Page:Jaurès - Histoire socialiste, IX.djvu/304

Le texte de cette page a été corrigé et est conforme au fac-similé.

Après cet échange d’observations, l’Assemblée passa vite à l’ordre du jour et enfin, au mois de Janvier 1851, les pièces de la grande enquête ouverte en 1848 furent renvoyées aux archives du Ministère de l’Agriculture et du Commerce, ou, suivant l’expression d’un interrupteur, aux catacombes, et elles y demeurèrent ensevelies dans la poussière et l’oubli, sans autre utilité que d’avoir peut-être éveillé çà et là les ouvriers et surtout les paysans à la conscience de leurs intérêts et de leur pouvoir, d’avoir aussi préparé pour les historiens une source d’informations précieuse, quoique incomplète.
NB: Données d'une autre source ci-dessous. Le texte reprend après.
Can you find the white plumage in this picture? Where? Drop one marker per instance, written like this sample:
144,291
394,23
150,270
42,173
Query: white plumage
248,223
Cependant il serait injuste de borner à cela le bilan de la sollicitude témoignée aux travailleurs par les gouvernements et les Assemblées de la Deuxième République et le moment est venu d’aborder les modifications qui furent apportées par la loi au régime du travail.
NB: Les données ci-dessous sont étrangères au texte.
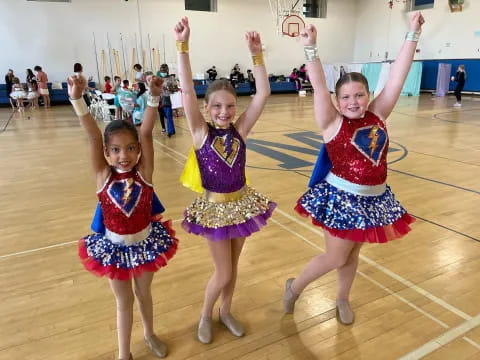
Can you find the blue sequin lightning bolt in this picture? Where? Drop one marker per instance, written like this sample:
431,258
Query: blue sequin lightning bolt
374,138
128,191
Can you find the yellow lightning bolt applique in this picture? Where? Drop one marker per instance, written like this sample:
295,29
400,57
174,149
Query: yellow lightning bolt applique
128,191
374,138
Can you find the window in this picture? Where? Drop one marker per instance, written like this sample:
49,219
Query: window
413,5
315,8
201,5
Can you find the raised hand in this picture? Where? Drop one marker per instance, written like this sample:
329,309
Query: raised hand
76,85
309,35
254,42
155,84
417,21
182,30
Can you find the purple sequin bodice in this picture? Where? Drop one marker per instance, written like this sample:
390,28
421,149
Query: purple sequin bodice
221,160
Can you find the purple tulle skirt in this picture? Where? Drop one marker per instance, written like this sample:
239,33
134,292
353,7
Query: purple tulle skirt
227,220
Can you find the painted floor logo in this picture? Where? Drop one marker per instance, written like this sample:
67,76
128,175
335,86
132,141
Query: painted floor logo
301,153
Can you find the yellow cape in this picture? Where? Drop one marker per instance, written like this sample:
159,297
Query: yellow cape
190,177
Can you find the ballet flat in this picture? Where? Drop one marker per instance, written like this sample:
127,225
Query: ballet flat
156,346
289,298
344,312
204,333
232,324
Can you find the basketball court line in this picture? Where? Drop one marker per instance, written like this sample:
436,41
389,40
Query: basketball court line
446,337
425,349
371,262
49,247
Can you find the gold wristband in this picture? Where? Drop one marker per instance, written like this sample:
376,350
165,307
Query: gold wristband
311,52
258,59
80,106
182,46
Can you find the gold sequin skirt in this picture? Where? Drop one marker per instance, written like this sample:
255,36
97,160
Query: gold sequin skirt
227,216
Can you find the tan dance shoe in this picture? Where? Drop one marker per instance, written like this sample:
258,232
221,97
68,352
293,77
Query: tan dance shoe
345,313
289,298
204,334
156,346
232,324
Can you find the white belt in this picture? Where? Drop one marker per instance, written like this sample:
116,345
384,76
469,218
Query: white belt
128,239
364,190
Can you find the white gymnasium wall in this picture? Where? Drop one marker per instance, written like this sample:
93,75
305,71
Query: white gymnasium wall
445,35
55,35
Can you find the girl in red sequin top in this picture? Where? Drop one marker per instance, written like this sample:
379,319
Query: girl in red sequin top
350,200
134,244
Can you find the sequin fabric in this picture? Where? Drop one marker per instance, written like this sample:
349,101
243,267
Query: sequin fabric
355,217
221,160
359,150
104,258
126,202
227,220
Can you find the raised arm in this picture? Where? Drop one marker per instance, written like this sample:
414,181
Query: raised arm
76,84
384,103
146,129
247,120
325,112
196,122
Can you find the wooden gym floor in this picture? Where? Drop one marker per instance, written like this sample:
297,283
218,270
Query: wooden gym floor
414,298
Nous allons voir repasser sous nos yeux toutes les questions que les Associations professionnelles avaient essayé de régler par elles-mêmes : durée de la journée, taux des salaires, apprentissage, mesures de sécurité, placement des sans-ouvrage, limitation de la concurrence, et avec cela rapports des patrons et des ouvriers à propos soit du contrat qui les lie soit des différends qui les séparent.
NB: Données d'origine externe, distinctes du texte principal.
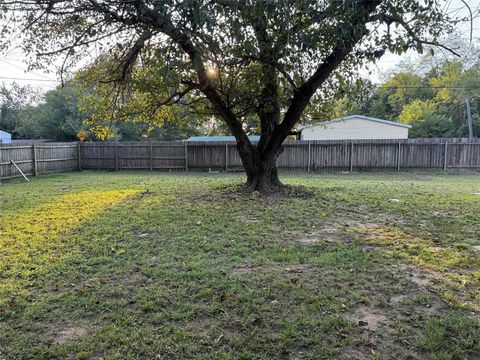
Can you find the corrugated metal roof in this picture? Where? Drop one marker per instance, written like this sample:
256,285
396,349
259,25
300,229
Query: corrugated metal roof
220,138
350,117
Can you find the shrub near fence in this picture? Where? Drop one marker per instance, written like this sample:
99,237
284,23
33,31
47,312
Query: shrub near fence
329,155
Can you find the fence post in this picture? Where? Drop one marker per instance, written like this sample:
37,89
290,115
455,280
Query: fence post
399,155
34,159
226,157
351,157
309,161
151,157
116,156
79,156
186,156
445,159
La journée de travail. — La longueur de la journée fut un des premiers objets sur lesquels on légiféra. Le Gouvernement provisoire, cédant à une demande qui passa par le Luxembourg, avait décidé, le 2 mars, que le maximum des heures de travail dans les ateliers descendrait à Paris de onze à dix et en province de douze à onze. Un décret postérieur, en date du 4 Avril, frappait d’une amende et, en cas de double récidive, d’un emprisonnement, les patrons de Paris qui ne se conformeraient pas à l’arrêté précédent. On alléguait deux motifs. On voulait que les ouvriers, au lieu d’être usés par un labeur trop prolongé, eussent du loisir pour la vie du foyer et pour la vie politique à laquelle ils venaient d’être appelés ; on voulait aussi, en réduisant la longueur des journées, permettre aux patrons d’augmenter le nombre des ouvriers occupés.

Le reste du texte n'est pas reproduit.